Os relatos interativos e as narrações utilizam scripts, sequências narrativas e sequências descritivas. Os scripts são mais frequentes nos relatos, enquanto as sequências narrativas e descritivas dominam nas narrações. A sequência descritiva é frequentemente secundária, inserindo-se para apoiar ou desenvolver aspectos da sequência narrativa.

Na Ordem do EXPOR

Os discursos teóricos, mistos e interativos monologados empregam esquematizações, e sequências explicativas, argumentativas e prescritivas. As esquematizações são as mais frequentes, servindo de arcabouço para inserir local e brevemente as sequências. As sequências argumentativa, explicativa e prescritiva são mais comuns em discursos interativos e mistos, já que estão fortemente orientadas a objetivos específicos do destinatário (fazer compreender, convencer, fazer reagir).

A sequência descritiva é a única forma de planejamento comum a ambas as ordens, mas sempre com um caráter secundário, articulando-se com outra sequência principal (narrativa, explicativa, argumentativa).

Perguntas Frequentes sobre Planejamento Textual e Sequências Discursivas

Qual é a diferença entre oração e enunciado segundo o planejamento textual?

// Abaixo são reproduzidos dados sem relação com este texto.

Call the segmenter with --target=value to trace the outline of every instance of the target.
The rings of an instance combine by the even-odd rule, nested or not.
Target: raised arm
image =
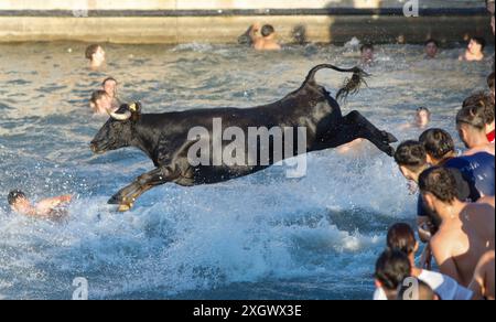
[[[260,30],[261,30],[260,23],[254,23],[250,28],[248,35],[250,36],[251,42],[254,44],[256,44],[261,40],[261,36],[259,35]]]
[[[456,264],[451,255],[451,248],[444,243],[435,243],[440,238],[435,238],[431,243],[432,255],[439,265],[441,273],[453,278],[460,285],[464,286],[464,280],[460,276]],[[466,285],[465,285],[466,286]]]
[[[72,195],[62,195],[57,197],[46,198],[41,201],[36,205],[36,214],[39,216],[50,216],[51,213],[56,208],[64,204],[69,203],[73,200]]]

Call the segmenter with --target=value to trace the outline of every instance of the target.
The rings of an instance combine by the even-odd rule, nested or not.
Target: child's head
[[[29,205],[26,195],[20,190],[11,191],[7,200],[9,202],[10,207],[14,211],[24,205]]]
[[[416,112],[417,126],[421,129],[427,128],[431,121],[431,111],[427,107],[419,107]]]

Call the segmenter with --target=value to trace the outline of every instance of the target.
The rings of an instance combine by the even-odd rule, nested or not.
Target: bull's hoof
[[[393,135],[388,133],[388,141],[389,143],[396,143],[398,142],[398,139]]]
[[[393,135],[382,131],[382,142],[386,144],[396,143],[398,139]]]
[[[396,150],[392,147],[388,147],[385,152],[386,152],[386,154],[388,154],[389,157],[392,158],[392,157],[395,157]]]
[[[120,197],[117,194],[108,201],[109,205],[120,205],[121,203],[122,203],[122,197]]]
[[[134,205],[133,205],[132,203],[119,205],[119,213],[126,213],[126,212],[129,212],[130,210],[132,210],[133,206],[134,206]]]

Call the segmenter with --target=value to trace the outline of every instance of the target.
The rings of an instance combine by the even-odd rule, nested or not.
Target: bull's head
[[[139,103],[122,105],[116,112],[110,112],[110,119],[98,131],[90,143],[91,151],[100,154],[107,151],[129,147],[134,137],[134,124],[141,115]]]

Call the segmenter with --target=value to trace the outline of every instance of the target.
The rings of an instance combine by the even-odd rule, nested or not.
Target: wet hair
[[[118,83],[116,78],[107,77],[104,79],[104,82],[101,82],[101,86],[105,86],[105,84],[107,84],[107,82],[116,82],[116,84]]]
[[[456,125],[470,125],[479,131],[486,129],[486,112],[482,106],[463,107],[456,115]]]
[[[481,51],[484,52],[484,49],[487,45],[486,40],[483,39],[482,36],[473,36],[472,40],[475,41],[477,44],[479,44],[481,45]]]
[[[406,255],[411,255],[416,251],[416,233],[408,224],[396,224],[389,228],[387,244],[390,250],[398,250]]]
[[[453,203],[457,196],[455,169],[434,168],[424,171],[419,178],[422,193],[431,193],[443,203]]]
[[[494,72],[487,76],[487,86],[490,90],[494,90]]]
[[[396,150],[395,161],[398,165],[419,170],[427,165],[427,152],[420,142],[405,141]]]
[[[262,36],[269,36],[276,32],[276,29],[271,24],[266,24],[261,29]]]
[[[375,278],[386,290],[398,290],[402,281],[410,275],[410,260],[401,251],[388,249],[380,255],[376,262]]]
[[[411,288],[412,286],[410,285],[406,285],[406,283],[401,283],[401,287],[398,291],[398,301],[434,301],[436,299],[439,299],[439,296],[432,290],[432,288],[425,283],[424,281],[421,281],[419,279],[417,279],[417,286],[418,286],[418,290],[417,290],[417,294],[418,294],[418,299],[409,299],[409,296],[411,296]]]
[[[373,44],[363,44],[360,47],[360,53],[365,52],[366,50],[374,51],[374,45]]]
[[[98,99],[101,99],[104,96],[107,96],[107,92],[105,92],[105,90],[101,90],[101,89],[99,89],[99,90],[95,90],[93,94],[91,94],[91,98],[89,99],[89,101],[91,103],[91,104],[97,104],[97,100]]]
[[[449,132],[442,129],[429,129],[420,138],[425,152],[436,160],[442,160],[448,153],[454,152],[455,144]]]
[[[421,106],[421,107],[419,107],[419,108],[417,109],[417,112],[421,112],[421,111],[427,112],[428,116],[429,116],[429,119],[431,118],[432,112],[431,112],[431,110],[430,110],[429,108],[427,108],[427,107],[424,107],[424,106]]]
[[[490,77],[490,76],[489,76]],[[493,73],[494,82],[494,73]],[[494,122],[494,100],[493,98],[484,92],[477,92],[463,101],[463,107],[483,107],[484,108],[484,119],[486,125]]]
[[[97,45],[97,44],[89,45],[89,46],[86,49],[86,53],[85,53],[86,58],[87,58],[87,60],[93,60],[93,55],[96,54],[96,52],[98,51],[99,47],[100,47],[100,45]]]
[[[9,202],[9,205],[13,205],[19,198],[25,198],[25,194],[20,190],[12,190],[9,192],[9,195],[7,197],[7,201]]]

A linguística do século XIX frequentemente subestimou a função comunicativa da língua, centrando-se na oração como unidade de pensamento. No entanto, o enunciado é a unidade real da comunicação discursiva, delimitado pela mudança de sujeitos discursivos (falantes) e com uma conclusividade específica que permite uma resposta ou postura por parte do ouvinte. A oração, como unidade da língua, tem limites gramaticais, mas não possui essa plenitude de sentido nem a capacidade de provocar uma resposta direta até que se integre em um enunciado. Os gêneros discursivos são as formas estáveis nas quais os enunciados se realizam, não apenas as orações.

Como o estilo se relaciona com os gêneros discursivos no planejamento textual?

O estilo está orgânica e indissoluvelmente ligado ao gênero discursivo. Os estilos linguísticos ou funcionais não são senão estilos genéricos de esferas específicas de atividade e comunicação humana. Cada gênero tem seus próprios tipos temáticos, composicionais e estilísticos. A escolha de um gênero define o estilo, e a intenção discursiva do falante se adapta a ele. As mudanças históricas nos estilos da língua estão vinculadas às mudanças nos gêneros, que atuam como "correias de transmissão" entre a história da sociedade e a história da língua.

Que importância tem a "mudança de sujeitos discursivos" para entender os enunciados?

A mudança de sujeitos discursivos é o primeiro traço constitutivo do enunciado e o distingue das unidades da língua. É o que enquadra o enunciado e cria sua massa firme e determinada em relação a outros enunciados. Em um diálogo, isso é evidente (alternância de falantes), mas também se aplica a obras científicas ou literárias, onde a "resposta" pode ser uma crítica, uma continuação ou uma postura compreensiva. Sem essa delimitação, a comunicação discursiva seria quase impossível. Essa mudança não é uma interrupção externa, mas a culminação da intenção do falante.